The credit ratings agency lowered its score, on a little less than $128 million in outstanding bonds from 2007 and 2008, by one iteration, from “AA to AA-.” DART asked Fitch for a rating on those decade-old bonds before they were sold, and, as is practice, the ratings agency issues periodic updates on outstanding bonds. The latest “surveillance analysis” was issued this week. (DART actually has closer to $3 billion in outstanding debt, but Fitch has only rated the bond issuances from 2007 and 2008.)
As DART CFO David Leininger noted in an email to DART board members, Fitch’s outlook on the transit agency “remains stable,” while Standard & Poor’s and Moody’s ratings for DART remain the same.

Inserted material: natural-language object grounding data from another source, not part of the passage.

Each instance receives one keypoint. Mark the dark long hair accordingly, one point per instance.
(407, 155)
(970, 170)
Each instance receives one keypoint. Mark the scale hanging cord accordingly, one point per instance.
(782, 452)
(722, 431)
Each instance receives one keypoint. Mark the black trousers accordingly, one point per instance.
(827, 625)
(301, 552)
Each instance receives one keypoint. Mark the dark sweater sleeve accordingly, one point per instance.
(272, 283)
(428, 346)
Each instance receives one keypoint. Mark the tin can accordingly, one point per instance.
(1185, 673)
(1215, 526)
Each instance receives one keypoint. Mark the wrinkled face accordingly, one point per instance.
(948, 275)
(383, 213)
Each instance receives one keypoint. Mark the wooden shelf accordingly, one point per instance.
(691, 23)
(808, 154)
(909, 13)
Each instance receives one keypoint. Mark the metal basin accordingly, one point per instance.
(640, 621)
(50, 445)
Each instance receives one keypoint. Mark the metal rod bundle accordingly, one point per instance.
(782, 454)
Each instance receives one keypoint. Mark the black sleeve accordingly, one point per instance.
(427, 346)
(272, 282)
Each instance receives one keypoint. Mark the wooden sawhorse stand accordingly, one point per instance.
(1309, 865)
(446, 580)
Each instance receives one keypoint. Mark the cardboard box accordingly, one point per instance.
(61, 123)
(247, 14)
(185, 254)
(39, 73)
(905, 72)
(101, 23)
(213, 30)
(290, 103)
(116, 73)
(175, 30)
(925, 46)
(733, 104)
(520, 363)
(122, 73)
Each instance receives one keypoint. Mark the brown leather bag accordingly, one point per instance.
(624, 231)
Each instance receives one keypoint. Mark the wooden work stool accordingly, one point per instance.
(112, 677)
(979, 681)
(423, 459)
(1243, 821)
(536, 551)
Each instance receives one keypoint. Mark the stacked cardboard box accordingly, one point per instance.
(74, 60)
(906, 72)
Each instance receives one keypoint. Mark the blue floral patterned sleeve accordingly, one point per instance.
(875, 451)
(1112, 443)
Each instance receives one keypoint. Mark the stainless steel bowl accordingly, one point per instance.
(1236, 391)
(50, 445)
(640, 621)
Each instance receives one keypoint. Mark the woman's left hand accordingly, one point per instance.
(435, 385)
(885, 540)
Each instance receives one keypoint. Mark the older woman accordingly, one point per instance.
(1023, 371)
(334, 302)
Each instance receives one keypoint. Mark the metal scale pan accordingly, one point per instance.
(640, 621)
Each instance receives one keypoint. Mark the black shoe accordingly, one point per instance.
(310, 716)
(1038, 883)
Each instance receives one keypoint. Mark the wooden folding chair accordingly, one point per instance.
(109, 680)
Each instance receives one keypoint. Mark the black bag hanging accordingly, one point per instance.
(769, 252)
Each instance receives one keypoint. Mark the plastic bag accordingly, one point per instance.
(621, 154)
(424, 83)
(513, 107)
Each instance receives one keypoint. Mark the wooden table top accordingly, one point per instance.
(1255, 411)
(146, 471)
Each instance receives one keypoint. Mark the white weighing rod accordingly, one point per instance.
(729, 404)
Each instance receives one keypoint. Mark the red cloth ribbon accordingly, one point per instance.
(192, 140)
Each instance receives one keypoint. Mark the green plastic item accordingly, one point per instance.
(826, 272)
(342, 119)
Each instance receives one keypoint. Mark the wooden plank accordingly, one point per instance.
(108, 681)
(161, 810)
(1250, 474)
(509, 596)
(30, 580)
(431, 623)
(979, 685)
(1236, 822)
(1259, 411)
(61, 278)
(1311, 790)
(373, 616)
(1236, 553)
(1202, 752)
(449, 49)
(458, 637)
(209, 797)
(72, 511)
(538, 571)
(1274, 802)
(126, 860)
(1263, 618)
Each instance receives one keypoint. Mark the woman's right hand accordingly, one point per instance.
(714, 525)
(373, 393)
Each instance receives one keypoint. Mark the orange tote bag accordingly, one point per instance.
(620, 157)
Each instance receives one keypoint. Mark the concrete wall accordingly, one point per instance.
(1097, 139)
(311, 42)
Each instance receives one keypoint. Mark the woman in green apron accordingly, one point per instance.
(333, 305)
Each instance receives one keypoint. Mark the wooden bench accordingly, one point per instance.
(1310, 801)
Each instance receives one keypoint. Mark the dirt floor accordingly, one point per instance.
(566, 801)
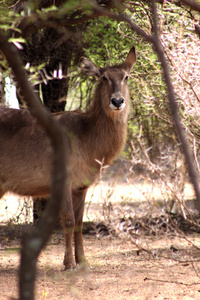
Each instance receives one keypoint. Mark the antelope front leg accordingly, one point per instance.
(68, 223)
(78, 202)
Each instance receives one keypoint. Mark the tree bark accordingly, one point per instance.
(33, 243)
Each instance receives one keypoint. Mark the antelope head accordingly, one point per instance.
(113, 88)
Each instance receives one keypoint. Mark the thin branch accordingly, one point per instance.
(174, 105)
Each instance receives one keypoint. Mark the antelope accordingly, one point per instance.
(97, 135)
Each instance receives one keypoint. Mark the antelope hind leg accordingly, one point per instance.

In lowering its rating, Fitch cited, among other things, DART taking on more debt as part of its future capital plan, naming the Cotton Belt as the most expensive project. The Cotton Belt itself, and plans to pay for it (and a D2 downtown subway alignment) with extensive borrowing, have drawn flack for their potential to derail DART’s ability to make much-needed improvements elsewhere. Sirens about using capital appreciation bonds to pay for either the Cotton Belt or D2—or, in an attempt to pacify both sides of a battle between Dallas and DART’s suburban board members, both—were sounding at least as early as September, as DART tried to account for the possibility of disappearing federal grants.
Fitch does say that “management anticipates increased system-wide ridership after completing this major capital project (the Cotton Belt), which Fitch believes is a reasonable assumption that could boost associated operating revenues in the intermediate term.”
In a letter to Fitch’s director, Leininger, the DART CFO, disputed the lowered rating and critiqued Fitch’s methodology:
We disagree with your report statement that “bondholders’ claim on pledged revenues would not be protected in the event of a bankruptcy filing by the authority.” Bankruptcy is a highly unlikely event and should not be the basis for a rating adjustment. The holders of DART’s bonds are well protected…
The rating adjustment is apparently premised largely on a concern about future actions of the agency and a change in rating methodology since the last rating two years ago. The change is associated with a Fitch Ratings report published in June of 2017, “Rating Criteria for Public/Sector Revenue-Supported Debt.” Since nearly all of the future capital projects were clearly defined in the Twenty-Year Financial Plan approved at the time of Fitch’s last review in 2016, the rating agency’s methodology change is clearly what triggered the recent action.